The configure script provides the option to install GT.M with or without Unicode® support for encoding international character sets. This section describes the system environment required to install and operate GT.M with Unicode support. Users who handle data in ASCII or other single-byte character sets such as one of the ISO-8859 representations and do not foresee any use of character sets beyond single byte character sets, may proceed to the next section.

A GT.M process can operate in either M mode or UTF-8 mode. In certain circumstances, both M mode and UTF-8 mode may concurrently access the same database.

$gtm_chset determines the mode in which a process operates. If it has a value of M, GT.M treats all 256 combinations of the 8 bits in a byte as a character, which is suitable for many single-language applications.

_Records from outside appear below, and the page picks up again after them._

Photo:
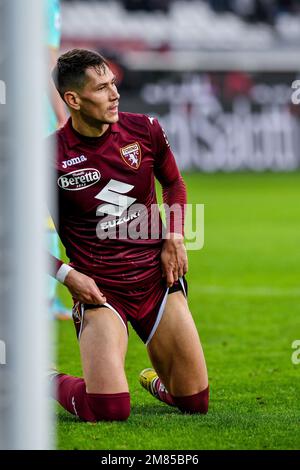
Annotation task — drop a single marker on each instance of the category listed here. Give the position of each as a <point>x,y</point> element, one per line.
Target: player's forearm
<point>174,196</point>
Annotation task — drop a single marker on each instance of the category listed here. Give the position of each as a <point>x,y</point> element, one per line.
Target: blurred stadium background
<point>217,73</point>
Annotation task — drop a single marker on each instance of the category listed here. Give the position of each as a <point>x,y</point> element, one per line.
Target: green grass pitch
<point>244,294</point>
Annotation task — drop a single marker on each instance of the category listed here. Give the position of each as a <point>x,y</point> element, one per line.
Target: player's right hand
<point>83,288</point>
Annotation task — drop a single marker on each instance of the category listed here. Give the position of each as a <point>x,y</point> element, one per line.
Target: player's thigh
<point>103,346</point>
<point>175,349</point>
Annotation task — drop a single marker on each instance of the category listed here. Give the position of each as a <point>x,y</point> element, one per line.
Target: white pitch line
<point>263,291</point>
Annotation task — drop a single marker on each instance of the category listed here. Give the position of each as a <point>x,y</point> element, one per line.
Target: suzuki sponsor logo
<point>79,179</point>
<point>74,161</point>
<point>114,194</point>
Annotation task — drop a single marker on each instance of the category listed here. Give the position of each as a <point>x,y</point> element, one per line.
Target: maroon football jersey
<point>106,191</point>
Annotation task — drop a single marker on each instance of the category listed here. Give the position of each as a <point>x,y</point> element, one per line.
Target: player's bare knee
<point>110,407</point>
<point>197,403</point>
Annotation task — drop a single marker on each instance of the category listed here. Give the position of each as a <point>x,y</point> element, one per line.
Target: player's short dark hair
<point>69,72</point>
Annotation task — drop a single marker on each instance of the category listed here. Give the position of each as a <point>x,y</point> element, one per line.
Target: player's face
<point>99,99</point>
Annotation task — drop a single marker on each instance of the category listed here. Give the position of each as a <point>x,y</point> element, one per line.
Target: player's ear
<point>72,100</point>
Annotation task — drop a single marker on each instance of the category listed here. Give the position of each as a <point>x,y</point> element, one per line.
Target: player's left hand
<point>174,258</point>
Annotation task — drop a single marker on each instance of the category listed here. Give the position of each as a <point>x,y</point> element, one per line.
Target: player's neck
<point>88,129</point>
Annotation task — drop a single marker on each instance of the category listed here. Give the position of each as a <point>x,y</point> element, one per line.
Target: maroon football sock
<point>197,403</point>
<point>71,394</point>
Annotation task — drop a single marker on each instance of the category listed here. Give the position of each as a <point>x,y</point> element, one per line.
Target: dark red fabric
<point>197,403</point>
<point>72,396</point>
<point>163,393</point>
<point>94,177</point>
<point>55,264</point>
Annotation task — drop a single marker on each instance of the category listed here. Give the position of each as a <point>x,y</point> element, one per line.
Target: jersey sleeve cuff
<point>63,272</point>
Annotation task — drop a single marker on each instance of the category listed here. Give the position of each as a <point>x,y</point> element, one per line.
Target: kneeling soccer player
<point>104,172</point>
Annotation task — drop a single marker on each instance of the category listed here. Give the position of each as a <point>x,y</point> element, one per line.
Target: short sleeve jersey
<point>108,219</point>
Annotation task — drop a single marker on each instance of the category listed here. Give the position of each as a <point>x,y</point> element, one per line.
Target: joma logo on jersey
<point>79,179</point>
<point>131,155</point>
<point>74,161</point>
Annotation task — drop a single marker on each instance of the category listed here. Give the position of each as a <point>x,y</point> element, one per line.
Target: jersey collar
<point>73,139</point>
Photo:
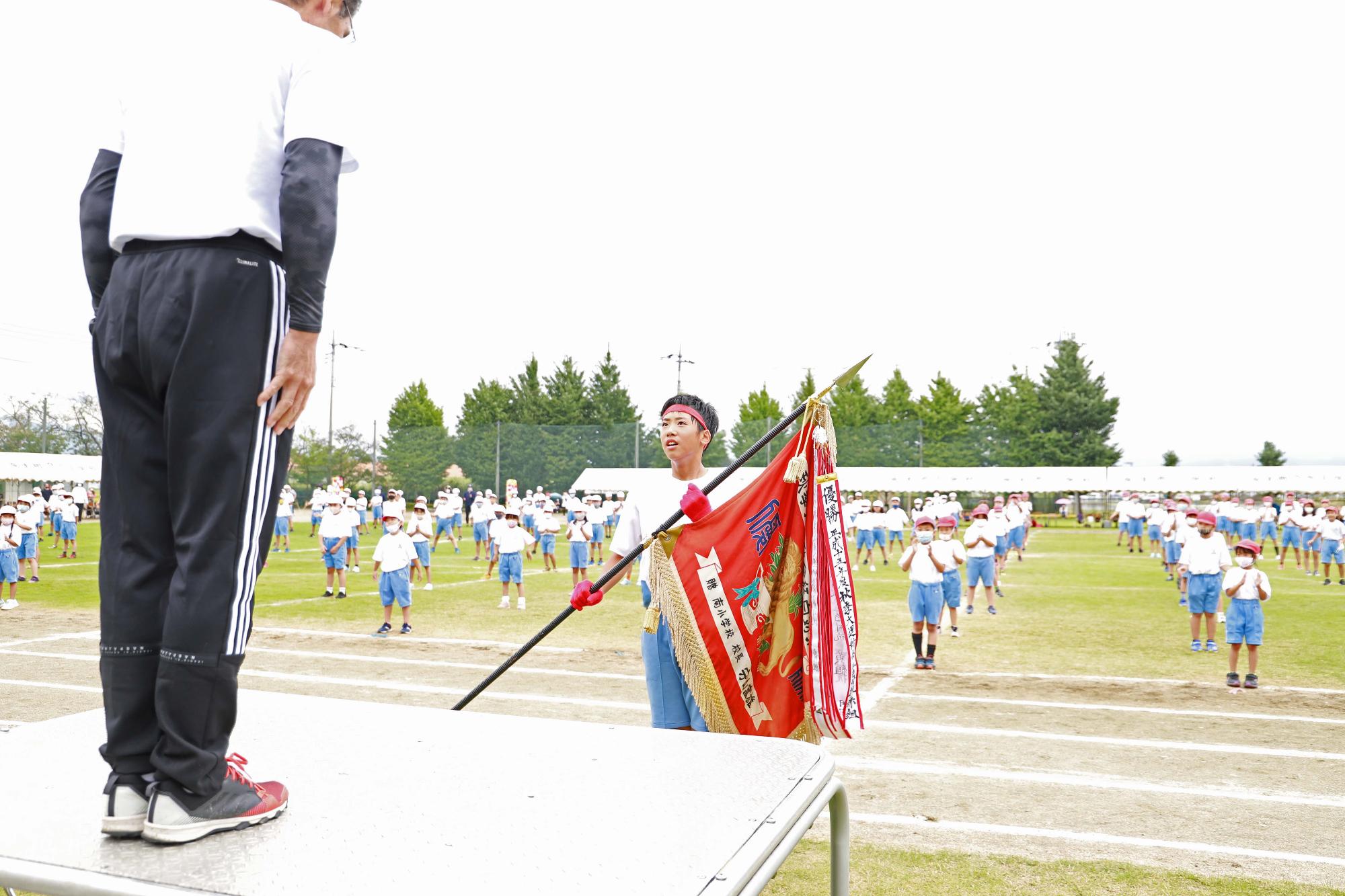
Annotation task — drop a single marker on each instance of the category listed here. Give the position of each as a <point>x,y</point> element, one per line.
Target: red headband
<point>688,411</point>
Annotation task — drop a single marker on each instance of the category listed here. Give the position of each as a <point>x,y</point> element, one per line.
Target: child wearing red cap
<point>1206,557</point>
<point>926,596</point>
<point>1247,588</point>
<point>1332,532</point>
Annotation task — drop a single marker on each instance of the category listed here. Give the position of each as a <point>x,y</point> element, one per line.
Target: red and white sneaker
<point>127,799</point>
<point>177,815</point>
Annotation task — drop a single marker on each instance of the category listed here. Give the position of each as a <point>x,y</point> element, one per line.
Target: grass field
<point>1114,771</point>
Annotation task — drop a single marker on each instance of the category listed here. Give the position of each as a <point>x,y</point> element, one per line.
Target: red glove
<point>584,595</point>
<point>695,503</point>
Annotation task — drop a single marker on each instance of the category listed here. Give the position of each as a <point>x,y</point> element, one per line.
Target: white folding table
<point>396,799</point>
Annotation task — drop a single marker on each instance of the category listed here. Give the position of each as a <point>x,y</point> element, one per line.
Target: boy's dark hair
<point>700,405</point>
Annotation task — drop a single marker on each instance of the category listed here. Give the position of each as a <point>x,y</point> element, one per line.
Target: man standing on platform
<point>208,225</point>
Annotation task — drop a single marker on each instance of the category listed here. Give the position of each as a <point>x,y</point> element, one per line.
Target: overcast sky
<point>777,186</point>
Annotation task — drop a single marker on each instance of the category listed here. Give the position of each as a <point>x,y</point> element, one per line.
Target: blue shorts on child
<point>333,560</point>
<point>1245,623</point>
<point>512,568</point>
<point>981,571</point>
<point>953,588</point>
<point>1203,592</point>
<point>396,585</point>
<point>926,600</point>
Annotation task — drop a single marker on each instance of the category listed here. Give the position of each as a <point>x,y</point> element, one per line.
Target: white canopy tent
<point>1034,479</point>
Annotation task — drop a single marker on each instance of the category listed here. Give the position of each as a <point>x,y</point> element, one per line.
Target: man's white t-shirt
<point>652,503</point>
<point>202,120</point>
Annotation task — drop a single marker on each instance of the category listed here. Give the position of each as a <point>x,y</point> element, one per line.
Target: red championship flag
<point>761,600</point>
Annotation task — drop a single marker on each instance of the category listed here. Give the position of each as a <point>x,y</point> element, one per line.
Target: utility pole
<point>332,395</point>
<point>681,360</point>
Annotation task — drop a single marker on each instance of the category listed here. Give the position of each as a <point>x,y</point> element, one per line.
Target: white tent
<point>1034,479</point>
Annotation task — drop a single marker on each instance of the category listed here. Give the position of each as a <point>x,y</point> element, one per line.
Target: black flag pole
<point>615,572</point>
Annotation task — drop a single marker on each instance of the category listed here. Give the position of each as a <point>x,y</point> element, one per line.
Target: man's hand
<point>294,380</point>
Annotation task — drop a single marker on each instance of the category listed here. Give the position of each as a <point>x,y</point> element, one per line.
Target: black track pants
<point>186,338</point>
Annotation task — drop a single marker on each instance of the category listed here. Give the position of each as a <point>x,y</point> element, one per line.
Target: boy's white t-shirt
<point>950,552</point>
<point>513,540</point>
<point>976,530</point>
<point>1249,588</point>
<point>395,552</point>
<point>654,502</point>
<point>922,567</point>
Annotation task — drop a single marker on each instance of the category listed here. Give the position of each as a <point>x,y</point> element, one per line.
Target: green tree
<point>1270,456</point>
<point>1008,423</point>
<point>757,415</point>
<point>416,448</point>
<point>946,427</point>
<point>1077,413</point>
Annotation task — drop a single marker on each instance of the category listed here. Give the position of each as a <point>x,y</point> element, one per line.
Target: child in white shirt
<point>926,595</point>
<point>395,556</point>
<point>1247,588</point>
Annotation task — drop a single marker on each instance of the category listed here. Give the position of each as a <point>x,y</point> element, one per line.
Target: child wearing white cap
<point>420,530</point>
<point>334,534</point>
<point>10,538</point>
<point>395,556</point>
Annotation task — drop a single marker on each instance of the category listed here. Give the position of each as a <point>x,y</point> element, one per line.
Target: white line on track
<point>397,661</point>
<point>1137,681</point>
<point>1110,741</point>
<point>64,635</point>
<point>1075,779</point>
<point>1093,837</point>
<point>1160,710</point>
<point>470,642</point>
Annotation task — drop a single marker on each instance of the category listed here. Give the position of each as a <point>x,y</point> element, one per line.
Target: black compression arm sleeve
<point>95,220</point>
<point>309,227</point>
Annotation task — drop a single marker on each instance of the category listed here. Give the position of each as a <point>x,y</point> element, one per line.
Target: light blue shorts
<point>981,571</point>
<point>672,704</point>
<point>396,585</point>
<point>926,602</point>
<point>1332,552</point>
<point>1203,592</point>
<point>1245,622</point>
<point>512,568</point>
<point>330,560</point>
<point>953,588</point>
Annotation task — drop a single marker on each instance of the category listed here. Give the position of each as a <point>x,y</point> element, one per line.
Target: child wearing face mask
<point>926,596</point>
<point>395,557</point>
<point>1247,588</point>
<point>952,555</point>
<point>1204,556</point>
<point>510,544</point>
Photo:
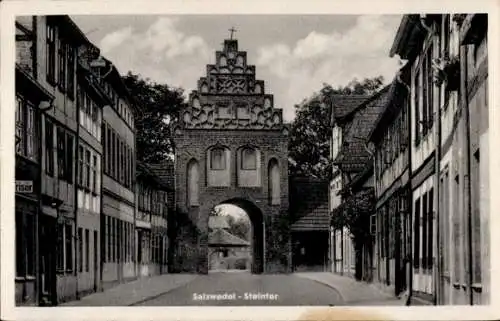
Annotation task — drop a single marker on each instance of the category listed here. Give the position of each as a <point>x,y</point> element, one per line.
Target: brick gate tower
<point>231,147</point>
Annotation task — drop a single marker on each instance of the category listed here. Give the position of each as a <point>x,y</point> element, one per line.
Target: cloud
<point>116,38</point>
<point>161,52</point>
<point>335,58</point>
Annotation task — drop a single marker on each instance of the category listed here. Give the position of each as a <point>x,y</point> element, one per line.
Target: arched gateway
<point>231,148</point>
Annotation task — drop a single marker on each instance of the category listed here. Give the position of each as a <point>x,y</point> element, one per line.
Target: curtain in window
<point>274,182</point>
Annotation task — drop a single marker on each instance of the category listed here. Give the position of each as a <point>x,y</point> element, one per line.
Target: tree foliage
<point>355,215</point>
<point>158,109</point>
<point>237,226</point>
<point>310,131</point>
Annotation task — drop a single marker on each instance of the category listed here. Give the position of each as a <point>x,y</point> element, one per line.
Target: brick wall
<point>194,144</point>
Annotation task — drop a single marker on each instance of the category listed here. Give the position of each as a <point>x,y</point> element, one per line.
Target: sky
<point>293,54</point>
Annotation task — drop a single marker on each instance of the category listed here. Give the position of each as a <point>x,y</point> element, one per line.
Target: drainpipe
<point>465,108</point>
<point>424,24</point>
<point>437,193</point>
<point>39,113</point>
<point>75,203</point>
<point>409,197</point>
<point>102,227</point>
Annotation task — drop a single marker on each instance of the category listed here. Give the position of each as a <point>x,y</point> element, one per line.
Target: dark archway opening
<point>237,244</point>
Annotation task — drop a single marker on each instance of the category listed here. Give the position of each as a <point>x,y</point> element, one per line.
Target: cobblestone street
<point>239,289</point>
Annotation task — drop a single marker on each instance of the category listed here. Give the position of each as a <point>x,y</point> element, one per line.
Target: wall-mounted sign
<point>24,186</point>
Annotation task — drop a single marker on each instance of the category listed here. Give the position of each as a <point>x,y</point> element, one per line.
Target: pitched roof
<point>220,237</point>
<point>396,94</point>
<point>309,204</point>
<point>344,105</point>
<point>217,222</point>
<point>354,154</point>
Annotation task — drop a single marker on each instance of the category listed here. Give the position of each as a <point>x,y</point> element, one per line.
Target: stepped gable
<point>229,96</point>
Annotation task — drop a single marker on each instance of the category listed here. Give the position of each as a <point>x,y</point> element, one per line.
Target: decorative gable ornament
<point>229,96</point>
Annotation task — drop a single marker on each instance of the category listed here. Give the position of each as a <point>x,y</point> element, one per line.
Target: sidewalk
<point>353,292</point>
<point>134,292</point>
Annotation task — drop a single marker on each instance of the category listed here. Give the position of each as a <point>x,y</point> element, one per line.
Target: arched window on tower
<point>223,61</point>
<point>274,182</point>
<point>248,159</point>
<point>217,159</point>
<point>193,182</point>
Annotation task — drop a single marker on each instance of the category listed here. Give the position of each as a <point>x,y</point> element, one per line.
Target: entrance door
<point>47,260</point>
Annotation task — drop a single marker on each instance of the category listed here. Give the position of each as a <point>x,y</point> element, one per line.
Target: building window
<point>217,159</point>
<point>81,178</point>
<point>60,248</point>
<point>80,250</point>
<point>418,122</point>
<point>71,71</point>
<point>64,155</point>
<point>69,247</point>
<point>193,183</point>
<point>122,162</point>
<point>416,235</point>
<point>104,147</point>
<point>25,244</point>
<point>95,188</point>
<point>424,231</point>
<point>30,132</point>
<point>430,229</point>
<point>69,158</point>
<point>108,238</point>
<point>87,169</point>
<point>62,65</point>
<point>424,93</point>
<point>61,153</point>
<point>108,149</point>
<point>249,159</point>
<point>51,53</point>
<point>87,250</point>
<point>20,125</point>
<point>113,156</point>
<point>26,143</point>
<point>445,244</point>
<point>274,182</point>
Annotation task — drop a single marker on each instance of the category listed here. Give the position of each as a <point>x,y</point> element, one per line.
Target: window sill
<point>25,278</point>
<point>51,81</point>
<point>477,287</point>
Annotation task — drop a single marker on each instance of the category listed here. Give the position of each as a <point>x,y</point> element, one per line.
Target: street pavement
<point>241,288</point>
<point>245,289</point>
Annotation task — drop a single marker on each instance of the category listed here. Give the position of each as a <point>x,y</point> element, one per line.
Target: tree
<point>239,227</point>
<point>310,131</point>
<point>158,109</point>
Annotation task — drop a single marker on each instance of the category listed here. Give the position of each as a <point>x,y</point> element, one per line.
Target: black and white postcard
<point>248,160</point>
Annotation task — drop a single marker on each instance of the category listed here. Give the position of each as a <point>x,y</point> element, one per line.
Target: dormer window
<point>217,159</point>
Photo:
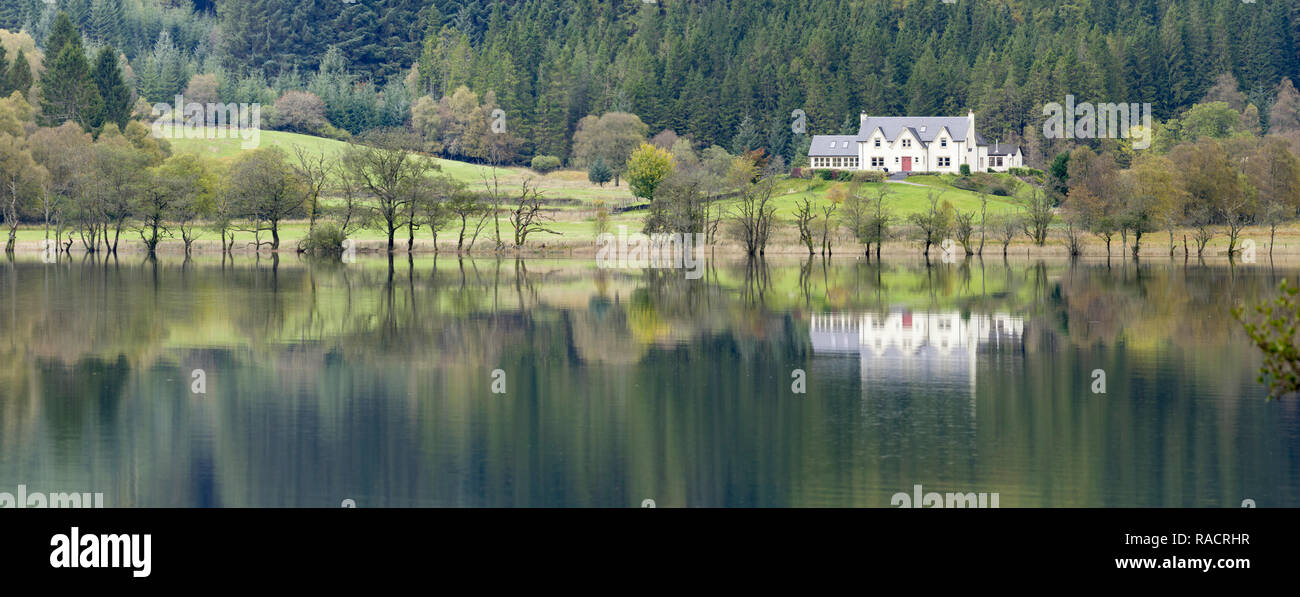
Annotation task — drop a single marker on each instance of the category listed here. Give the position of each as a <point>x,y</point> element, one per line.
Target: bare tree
<point>804,216</point>
<point>752,216</point>
<point>315,169</point>
<point>528,216</point>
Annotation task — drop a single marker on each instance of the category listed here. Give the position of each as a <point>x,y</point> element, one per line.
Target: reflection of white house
<point>906,143</point>
<point>909,333</point>
<point>909,347</point>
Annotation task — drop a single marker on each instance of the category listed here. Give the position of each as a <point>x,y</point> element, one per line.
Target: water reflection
<point>371,381</point>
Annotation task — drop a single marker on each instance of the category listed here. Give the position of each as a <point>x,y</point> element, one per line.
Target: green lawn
<point>557,185</point>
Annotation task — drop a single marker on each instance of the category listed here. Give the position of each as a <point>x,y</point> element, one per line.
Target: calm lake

If $gtm_chset has a value of UTF-8, GT.M (at process startup) interprets strings as being encoded in UTF-8. In this mode, all functionality related to Unicode® support becomes available and standard string-oriented operations operate with UTF-8 encoding. In this mode, GT.M detects character boundaries (since the size of a character is variable length), calculates glyph display width, and performs string conversion between UTF-8 and UTF-16.

If you install GT.M with Unicode support, all GT.M components related to M mode reside in your GT.M distribution directory and Unicode support related components reside in the utf8 subdirectory of your GT.M distribution. For processes in UTF-8 mode, in addition to gtm_chset, ensure that $gtm_dist points to the utf8 subdirectory, that $gtmroutines includes the utf8 subdirectory (or the libgtmutil.so therein) rather than its parent directory.

In addition to $gtm_chset, GT.M V5.3-004 and up use $gtm_icu_version to choose an ICU library library version other than the default. For ICU libraries built with symbol renaming enabled, $gtm_icu_version becomes a required setting.

$gtm_icu_version specifies the ICU version that GT.M should use for UTF-8 operations. It is in the form of MajorVersion.MinorVersion where MajorVersion and MinorVersion specify the desired Major verion and Minor version of ICU. For example, 3.6 refers to ICU version 3.6. If $gtm_icu_version is defined, GT.M works regardless of whether or not symbols are renamed in ICU. If $gtm_icu_version is not defined or does not evaluate to an installed ICU version, GT.M look for non-renamed symbols in the default ICU version. Note that display widths for a few characters are different starting in ICU 4.0.

GT.M versions V5.2-000 to V5.3-003 required ICU 3.6 libraries. These versions did not use $gtm_icu_version. The following table lists GT.M versions and their compatibility with the operating system provided ICU libraries.

Operating System

Supported GT.M Versions

Compatibility with OS provided ICU libraries

Define $gtm_icu_version?

AIX 7

GT.M V5.4-001 and up

GT.M can use the AIX provided ICU libraries which are compiled without symbol renaming.

N

AIX 6

GT.M V5.3-004 until GT.M V6.2-002A

GT.M cannot use the AIX provided ICU libraries. Please build and install an appropriate ICU version and define the gtm_icu_version environment variable accordingly.

Y

GT.M V6.3-000 and up

GT.M can use the AIX provided ICU libraries which are compiled without symbol renaming.

N

Linux (RHEL 6+, SLES 11+, Ubuntu 12.04+)

GT.M V5.3-004 to GT.M V5.4-001

GT.M can use the Linux distribution provided ICU libraries from ICU 3.6 until ICU 4.2. These libraries are compiled with symbol renaming.

Y

GT.M V5.4-002 and up

GT.M can use the Linux distribution provided ICU libraries. These libraries are compiled with symbol renaming.

Y

[Note]Note

The gtmprofile script defines $gtm_icu_version as necessary.